The abstract InputStream.read() and Reader.read() methods are used to read a byte or character, respectively, from a stream. The  InputStream.read() method reads a single byte from an input source and returns its value as an int in the range 0 to 255 (0x00-0xff). The Reader.read() method reads a single character and returns its value as an int in the range 0 to 65,535 (0x0000-0xffff). Both methods return the 32-bit value -1 (0xffffffff) to indicate that the end of the stream has been reached and no data is available. The larger int size is used by both methods to differentiate between the end-of-stream indicator and the maximum byte (0xff) or character (0xffff) value. The end-of-stream indicator is an example of an in-band error indicator. In-band error indicators are problematic to work with, and the creation of new in-band-error indicators is discouraged.

Prematurely converting the resulting int to a byte or char before testing for the value −1 makes it impossible to distinguish between characters read and the end of stream indicator.
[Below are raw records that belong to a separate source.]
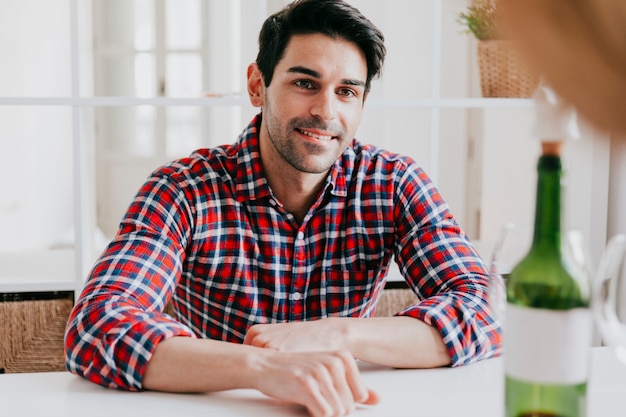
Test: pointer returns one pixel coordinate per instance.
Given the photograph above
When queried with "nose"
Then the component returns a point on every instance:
(325, 105)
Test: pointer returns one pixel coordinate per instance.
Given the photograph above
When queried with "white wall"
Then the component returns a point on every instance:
(35, 142)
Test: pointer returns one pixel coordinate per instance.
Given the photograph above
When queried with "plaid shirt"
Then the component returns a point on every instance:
(207, 232)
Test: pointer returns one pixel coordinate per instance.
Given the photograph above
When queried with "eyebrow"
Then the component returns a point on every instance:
(312, 73)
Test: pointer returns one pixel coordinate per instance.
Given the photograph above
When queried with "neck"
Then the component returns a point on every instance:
(296, 190)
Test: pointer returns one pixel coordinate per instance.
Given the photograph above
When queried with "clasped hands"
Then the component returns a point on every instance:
(321, 372)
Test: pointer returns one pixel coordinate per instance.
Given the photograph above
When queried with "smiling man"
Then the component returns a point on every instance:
(274, 250)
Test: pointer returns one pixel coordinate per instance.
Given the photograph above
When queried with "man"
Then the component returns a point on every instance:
(280, 243)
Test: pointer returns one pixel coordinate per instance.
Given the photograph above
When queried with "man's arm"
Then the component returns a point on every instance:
(401, 342)
(326, 383)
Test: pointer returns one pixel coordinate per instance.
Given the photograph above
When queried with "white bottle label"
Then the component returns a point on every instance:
(547, 346)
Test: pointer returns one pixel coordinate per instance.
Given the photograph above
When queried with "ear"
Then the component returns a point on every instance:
(256, 86)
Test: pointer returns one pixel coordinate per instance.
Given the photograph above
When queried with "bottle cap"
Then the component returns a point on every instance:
(555, 119)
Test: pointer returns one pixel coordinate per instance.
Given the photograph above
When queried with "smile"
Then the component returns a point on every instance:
(315, 136)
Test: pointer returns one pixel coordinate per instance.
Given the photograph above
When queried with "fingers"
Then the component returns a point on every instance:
(326, 383)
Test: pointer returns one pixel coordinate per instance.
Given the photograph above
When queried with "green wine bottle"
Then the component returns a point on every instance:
(548, 331)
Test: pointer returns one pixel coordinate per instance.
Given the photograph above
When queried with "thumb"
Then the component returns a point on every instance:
(372, 399)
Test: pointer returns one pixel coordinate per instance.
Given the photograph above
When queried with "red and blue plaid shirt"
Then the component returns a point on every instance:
(207, 232)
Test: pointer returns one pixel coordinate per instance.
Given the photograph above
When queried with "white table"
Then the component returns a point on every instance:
(473, 390)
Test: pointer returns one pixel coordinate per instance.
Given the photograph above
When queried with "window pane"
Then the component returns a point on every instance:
(145, 76)
(184, 75)
(183, 130)
(144, 24)
(183, 24)
(35, 45)
(128, 131)
(128, 75)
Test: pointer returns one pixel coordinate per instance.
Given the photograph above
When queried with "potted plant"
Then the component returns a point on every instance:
(503, 71)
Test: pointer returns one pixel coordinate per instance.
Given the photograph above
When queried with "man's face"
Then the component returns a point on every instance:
(313, 105)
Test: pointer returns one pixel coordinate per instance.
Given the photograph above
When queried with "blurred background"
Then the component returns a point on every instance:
(95, 94)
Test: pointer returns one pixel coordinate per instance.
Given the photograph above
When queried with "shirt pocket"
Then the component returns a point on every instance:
(350, 293)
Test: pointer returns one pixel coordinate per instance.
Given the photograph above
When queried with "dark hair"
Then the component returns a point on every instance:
(334, 18)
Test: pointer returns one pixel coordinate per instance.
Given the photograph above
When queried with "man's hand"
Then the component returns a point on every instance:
(320, 335)
(326, 383)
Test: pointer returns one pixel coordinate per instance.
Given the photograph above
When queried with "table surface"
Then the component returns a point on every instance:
(472, 390)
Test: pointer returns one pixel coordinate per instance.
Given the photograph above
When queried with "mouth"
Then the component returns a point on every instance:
(322, 136)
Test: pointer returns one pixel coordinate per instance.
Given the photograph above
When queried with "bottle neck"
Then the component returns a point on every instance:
(547, 235)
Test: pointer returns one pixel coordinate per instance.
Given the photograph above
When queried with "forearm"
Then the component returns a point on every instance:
(401, 342)
(326, 383)
(183, 364)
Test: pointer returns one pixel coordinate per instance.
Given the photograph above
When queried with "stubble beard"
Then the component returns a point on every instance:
(287, 147)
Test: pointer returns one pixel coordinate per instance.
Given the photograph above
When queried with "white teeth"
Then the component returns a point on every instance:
(316, 136)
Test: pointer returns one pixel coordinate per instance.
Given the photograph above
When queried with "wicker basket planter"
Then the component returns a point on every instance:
(503, 72)
(31, 334)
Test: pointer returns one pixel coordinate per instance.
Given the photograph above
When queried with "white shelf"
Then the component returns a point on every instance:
(38, 270)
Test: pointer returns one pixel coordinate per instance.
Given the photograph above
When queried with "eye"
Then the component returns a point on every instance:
(347, 92)
(305, 84)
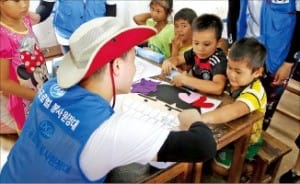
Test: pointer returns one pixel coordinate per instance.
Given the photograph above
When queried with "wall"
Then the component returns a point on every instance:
(126, 9)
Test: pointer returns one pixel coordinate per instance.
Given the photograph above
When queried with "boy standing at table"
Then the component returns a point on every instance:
(207, 60)
(244, 68)
(182, 41)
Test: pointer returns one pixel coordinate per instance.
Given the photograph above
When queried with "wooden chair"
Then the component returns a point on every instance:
(268, 159)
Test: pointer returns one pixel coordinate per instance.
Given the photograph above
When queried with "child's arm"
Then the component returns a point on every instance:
(171, 63)
(214, 87)
(8, 86)
(141, 19)
(223, 114)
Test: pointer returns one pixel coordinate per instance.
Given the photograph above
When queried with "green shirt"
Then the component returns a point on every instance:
(161, 42)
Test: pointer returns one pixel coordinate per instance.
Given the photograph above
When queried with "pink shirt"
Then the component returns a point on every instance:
(27, 65)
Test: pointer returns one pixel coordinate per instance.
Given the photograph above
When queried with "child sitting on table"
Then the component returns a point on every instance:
(183, 31)
(207, 60)
(245, 65)
(160, 10)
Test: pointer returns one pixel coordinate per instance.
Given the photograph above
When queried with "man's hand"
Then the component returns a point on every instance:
(283, 73)
(34, 18)
(188, 117)
(178, 80)
(167, 67)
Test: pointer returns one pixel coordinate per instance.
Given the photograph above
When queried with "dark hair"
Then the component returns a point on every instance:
(167, 4)
(249, 50)
(187, 14)
(208, 21)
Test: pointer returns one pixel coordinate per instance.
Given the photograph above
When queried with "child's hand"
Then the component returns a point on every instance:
(188, 117)
(167, 67)
(178, 80)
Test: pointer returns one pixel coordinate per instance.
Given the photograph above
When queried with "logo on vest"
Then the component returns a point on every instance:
(56, 91)
(46, 129)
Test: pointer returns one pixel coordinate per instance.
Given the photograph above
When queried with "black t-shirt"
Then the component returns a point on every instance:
(206, 69)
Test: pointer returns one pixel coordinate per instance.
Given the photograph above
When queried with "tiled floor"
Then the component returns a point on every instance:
(282, 127)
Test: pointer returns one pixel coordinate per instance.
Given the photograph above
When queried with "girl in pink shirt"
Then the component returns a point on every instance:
(22, 64)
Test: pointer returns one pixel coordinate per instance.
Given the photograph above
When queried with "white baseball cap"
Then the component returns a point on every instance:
(96, 43)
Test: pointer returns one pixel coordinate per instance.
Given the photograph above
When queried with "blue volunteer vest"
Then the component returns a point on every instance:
(59, 124)
(69, 15)
(277, 27)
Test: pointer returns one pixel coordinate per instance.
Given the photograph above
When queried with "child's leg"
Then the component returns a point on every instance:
(7, 123)
(274, 94)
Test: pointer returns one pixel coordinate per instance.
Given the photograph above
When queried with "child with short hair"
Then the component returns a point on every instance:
(160, 10)
(244, 68)
(22, 64)
(183, 31)
(207, 60)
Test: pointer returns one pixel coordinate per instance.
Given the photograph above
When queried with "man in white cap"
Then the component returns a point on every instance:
(73, 134)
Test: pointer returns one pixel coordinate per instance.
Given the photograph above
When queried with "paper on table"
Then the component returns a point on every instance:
(211, 100)
(145, 69)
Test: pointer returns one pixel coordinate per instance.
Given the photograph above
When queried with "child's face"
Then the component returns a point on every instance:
(239, 74)
(205, 43)
(183, 30)
(15, 9)
(158, 13)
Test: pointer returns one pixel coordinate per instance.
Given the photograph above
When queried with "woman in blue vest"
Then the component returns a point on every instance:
(69, 15)
(272, 22)
(74, 132)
Programs must check for the end of stream before narrowing the return value to a byte or char.

This rule applies to any method that returns the value −1 to indicate the end of a stream. It includes any InputStream or Reader subclass that provides an implementation of the read() method. This rule is a specific instance of NUM12-J. Ensure conversions of numeric types to narrower types do not result in lost or misinterpreted data.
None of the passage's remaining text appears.